Taking the cup, she wondered what dark motivation kept her groomed DI from bed in favour of paperwork. Other than his fondness for nice clothes, keeping fit, and catching bad guys, she knew little about the man behind the frown’s personal life. From his file she’d learned he was an only child, and that he’d left his sleepy coastal town aged nineteen to seek a career in the police force. He never spoke of the family he left behind or of a loved one with whom he may or may not share his rented two bedroom apartment. If the subject of the other half was ever breached down the pub, he would dodge the topic by nipping to the toilet or shouting the next round, of which he would partake only in bottled lager and never spirits, and then never to excess. Unlike the rest of her team, she had never seen Mason drunk or out of control. This, she’d accepted a while ago, was no bad thing, especially when it came to catching the proverbial worm.

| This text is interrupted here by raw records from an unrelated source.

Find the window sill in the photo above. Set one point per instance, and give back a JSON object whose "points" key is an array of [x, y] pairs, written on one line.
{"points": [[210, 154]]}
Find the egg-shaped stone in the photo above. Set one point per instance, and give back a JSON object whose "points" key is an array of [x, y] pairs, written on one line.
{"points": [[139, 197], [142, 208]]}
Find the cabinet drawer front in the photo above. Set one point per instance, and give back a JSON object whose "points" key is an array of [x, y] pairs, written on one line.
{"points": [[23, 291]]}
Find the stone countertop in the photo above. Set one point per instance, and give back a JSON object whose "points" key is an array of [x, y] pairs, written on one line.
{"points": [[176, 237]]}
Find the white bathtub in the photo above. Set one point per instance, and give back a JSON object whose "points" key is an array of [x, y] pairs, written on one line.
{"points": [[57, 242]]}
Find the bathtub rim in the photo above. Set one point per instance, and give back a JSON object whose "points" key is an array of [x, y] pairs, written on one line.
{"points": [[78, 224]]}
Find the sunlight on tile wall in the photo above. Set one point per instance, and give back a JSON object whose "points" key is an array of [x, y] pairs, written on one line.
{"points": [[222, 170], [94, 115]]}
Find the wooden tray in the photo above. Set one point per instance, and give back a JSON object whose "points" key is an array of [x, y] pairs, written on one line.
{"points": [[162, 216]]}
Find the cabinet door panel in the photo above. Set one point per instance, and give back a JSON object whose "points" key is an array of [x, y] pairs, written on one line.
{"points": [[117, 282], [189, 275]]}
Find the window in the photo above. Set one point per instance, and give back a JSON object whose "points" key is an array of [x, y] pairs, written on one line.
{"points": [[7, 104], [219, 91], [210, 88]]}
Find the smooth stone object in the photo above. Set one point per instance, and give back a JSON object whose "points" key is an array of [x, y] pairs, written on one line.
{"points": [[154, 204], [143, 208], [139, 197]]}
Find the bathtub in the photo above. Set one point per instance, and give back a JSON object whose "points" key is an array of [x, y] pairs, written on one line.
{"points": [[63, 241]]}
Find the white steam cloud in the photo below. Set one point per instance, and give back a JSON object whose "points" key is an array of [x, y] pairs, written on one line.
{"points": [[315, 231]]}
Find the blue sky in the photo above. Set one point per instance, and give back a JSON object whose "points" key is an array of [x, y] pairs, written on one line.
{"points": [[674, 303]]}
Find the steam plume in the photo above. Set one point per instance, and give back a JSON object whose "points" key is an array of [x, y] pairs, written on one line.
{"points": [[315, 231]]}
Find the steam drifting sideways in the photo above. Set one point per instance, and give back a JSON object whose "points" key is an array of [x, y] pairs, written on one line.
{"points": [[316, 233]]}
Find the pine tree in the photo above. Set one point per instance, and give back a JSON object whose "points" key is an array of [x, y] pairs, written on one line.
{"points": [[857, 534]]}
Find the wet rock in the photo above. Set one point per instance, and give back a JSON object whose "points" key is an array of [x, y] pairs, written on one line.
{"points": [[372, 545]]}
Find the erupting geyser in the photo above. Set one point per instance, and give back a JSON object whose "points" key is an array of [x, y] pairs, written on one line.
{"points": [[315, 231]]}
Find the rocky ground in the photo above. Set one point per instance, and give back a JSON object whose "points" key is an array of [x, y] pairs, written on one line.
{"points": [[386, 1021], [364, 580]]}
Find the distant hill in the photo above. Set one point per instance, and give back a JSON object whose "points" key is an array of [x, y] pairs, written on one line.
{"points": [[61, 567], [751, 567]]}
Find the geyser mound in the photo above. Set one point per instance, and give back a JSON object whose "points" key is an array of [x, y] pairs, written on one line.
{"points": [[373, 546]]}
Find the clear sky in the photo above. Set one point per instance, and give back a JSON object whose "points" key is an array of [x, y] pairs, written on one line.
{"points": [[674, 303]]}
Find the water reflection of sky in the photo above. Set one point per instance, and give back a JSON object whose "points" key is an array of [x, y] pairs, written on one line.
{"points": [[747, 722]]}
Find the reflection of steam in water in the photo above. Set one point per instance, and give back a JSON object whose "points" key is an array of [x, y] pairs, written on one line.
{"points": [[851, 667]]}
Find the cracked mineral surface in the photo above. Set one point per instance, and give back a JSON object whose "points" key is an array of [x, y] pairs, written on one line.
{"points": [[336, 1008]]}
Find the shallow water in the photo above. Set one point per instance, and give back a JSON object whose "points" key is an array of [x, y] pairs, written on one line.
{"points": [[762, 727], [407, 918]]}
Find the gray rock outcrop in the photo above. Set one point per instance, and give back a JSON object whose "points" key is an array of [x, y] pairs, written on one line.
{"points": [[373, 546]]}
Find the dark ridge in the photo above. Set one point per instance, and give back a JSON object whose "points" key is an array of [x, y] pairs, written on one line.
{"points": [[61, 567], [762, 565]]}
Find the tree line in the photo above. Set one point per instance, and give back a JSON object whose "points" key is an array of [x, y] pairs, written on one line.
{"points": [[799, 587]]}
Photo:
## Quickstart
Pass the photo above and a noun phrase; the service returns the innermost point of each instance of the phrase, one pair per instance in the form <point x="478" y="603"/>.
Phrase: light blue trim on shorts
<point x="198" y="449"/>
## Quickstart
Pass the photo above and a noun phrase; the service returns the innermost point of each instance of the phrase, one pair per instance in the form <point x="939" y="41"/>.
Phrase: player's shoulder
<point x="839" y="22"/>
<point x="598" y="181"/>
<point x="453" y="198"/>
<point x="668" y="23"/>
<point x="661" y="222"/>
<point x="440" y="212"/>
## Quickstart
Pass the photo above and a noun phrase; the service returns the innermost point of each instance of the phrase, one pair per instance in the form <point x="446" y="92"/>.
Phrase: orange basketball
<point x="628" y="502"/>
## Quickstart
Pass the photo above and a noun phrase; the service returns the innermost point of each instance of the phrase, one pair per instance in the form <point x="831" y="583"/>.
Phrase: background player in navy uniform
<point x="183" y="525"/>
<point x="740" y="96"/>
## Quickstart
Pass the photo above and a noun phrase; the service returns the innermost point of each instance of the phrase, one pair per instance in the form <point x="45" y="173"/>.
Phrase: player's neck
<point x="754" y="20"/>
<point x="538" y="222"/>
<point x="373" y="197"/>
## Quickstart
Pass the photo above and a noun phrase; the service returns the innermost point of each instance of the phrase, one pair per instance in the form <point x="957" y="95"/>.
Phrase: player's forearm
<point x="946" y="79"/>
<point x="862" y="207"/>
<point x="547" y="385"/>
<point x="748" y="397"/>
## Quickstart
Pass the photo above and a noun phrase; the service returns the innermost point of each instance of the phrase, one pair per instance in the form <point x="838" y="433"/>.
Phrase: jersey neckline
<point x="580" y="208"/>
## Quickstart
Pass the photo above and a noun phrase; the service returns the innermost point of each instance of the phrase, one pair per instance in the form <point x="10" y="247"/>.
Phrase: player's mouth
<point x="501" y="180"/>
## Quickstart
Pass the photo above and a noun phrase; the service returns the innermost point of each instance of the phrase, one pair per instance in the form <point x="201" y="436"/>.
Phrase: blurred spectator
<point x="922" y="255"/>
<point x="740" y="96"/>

‘First impressions suggest out boy’s well read, right?’

Head still fuzzy, she nodded from behind the welcome cup. She recalled the sentence she had written before her eyes had given up on her about the killer’s signature suggesting he was well educated. ‘Go on.’

‘Thing is I crossed checked both the Gibran and Dumas quotes on several search engines and found them both on a number of wisdom and inspirational quotation websites.’

Jessop’s attention perked up. ‘And the latest quote?’

‘Only when we are no longer afraid do we begin to live. Dorothy Thompson, the so-called First Lady of American Journalism.’ Mason handed her the file. ‘Also on the sites.’

Liking
what she was hearing, she flipped through the pages, confirming all three quotes did indeed appear on the same websites.

Mason said, ‘He’s not as smart as he wants us to believe.’

‘Doesn’t make him any less dangerous.’

‘So what does it make him?’

She considered the profile she’d been working on. The majority of serial killers were of the hedonist type, killers who commit his or her acts for sexual pleasure or just for the thrill of it. The monster they sought now was not one of these animals. He fitted into another category of which there were to be found a less impulsive and reckless animal. It was the type she feared the most. And it was time to warn Mason what they were up against.